I wanted to remind you that it is okay to express your emotions. There has been times in my life, where I have been unaware of my true feelings. They had been suppressed, covered up by my subconscious. But there is a way to unlock these every once in a while.

This is to cry.

Well it can be, but it is any way for any person to release their emotions in a safe way. Crying is something many people find effective, and something I had forgotten about.

It may just be me, but there is conditioned response to stop myself from crying. I’ve never really done it as I was embarrassed to, I was quite the cryer when I was younger due to some personal issues.

So I was embarrassed? Who cares? The important thing is I’ve recognised this, understanding my mentality. I don’t have to act so manly or grown up. Even adults cry.

It’s good, even if you’re not crying about the issue, it exposes your subconscious. Maybe you’ll find out something important about yourself through it.

So please, don’t hide your emotions, they are apart of you.

Dating

I wanted to stress some thing , which is very easy to overlook.

Dating is great. You get to meet cool people, get to know them even better, and have a wonderful time with them. Not to mention, the other things.

But there seems to be this trend, especially with people my age, where you always have to be dating. This isn’t true, for some reason it’s becoming the norm.

I’m no dating expert myself, but from what I do know is there is no rush to find the perfect person. With apps like Tinder, Bumble and Hinge, they want you to find a date. Sometimes, you are not ready to be dating someone, maybe you need to give yourself time to grow.

I started noticing this about a year ago l, when I’d be taking to a girl, and then would evaluate what I was saying; I wasn’t a man, I was a boy, with a feeble understanding of the real world. With that mindset, no girl is going to change your mind.

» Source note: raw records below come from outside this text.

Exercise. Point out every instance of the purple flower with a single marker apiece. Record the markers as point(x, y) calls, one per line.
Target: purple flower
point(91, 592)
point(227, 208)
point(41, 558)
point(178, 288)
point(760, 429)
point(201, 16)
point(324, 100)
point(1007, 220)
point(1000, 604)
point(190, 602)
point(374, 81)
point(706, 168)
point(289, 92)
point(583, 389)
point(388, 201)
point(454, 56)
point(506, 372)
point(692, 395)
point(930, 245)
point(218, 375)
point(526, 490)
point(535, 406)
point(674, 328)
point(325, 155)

There’s always this rush to be in things. The rush to be in a relationship, the rush to hold someone before anybody else. If there is someone out there for you, let them know, but remember to check if you’re okay too. Life is too short to not go for chances, but it’s also too short if you mess them all up.

Go with your gut. But when you’re dating, check that you’re in the right place to date.

Don’t care about unimportant stuff.

It is as simple as that. When there is something present in your life, that you know is unimportant, lacks any worth or value, why do you pay attention to it.

In life it is so easy to get caught up in the most minor things, not noticing what’s truly important until it’s right in our face. But trust me, you need to look for it, find it and hold onto what is most important.

The other stuff? Don’t care about it!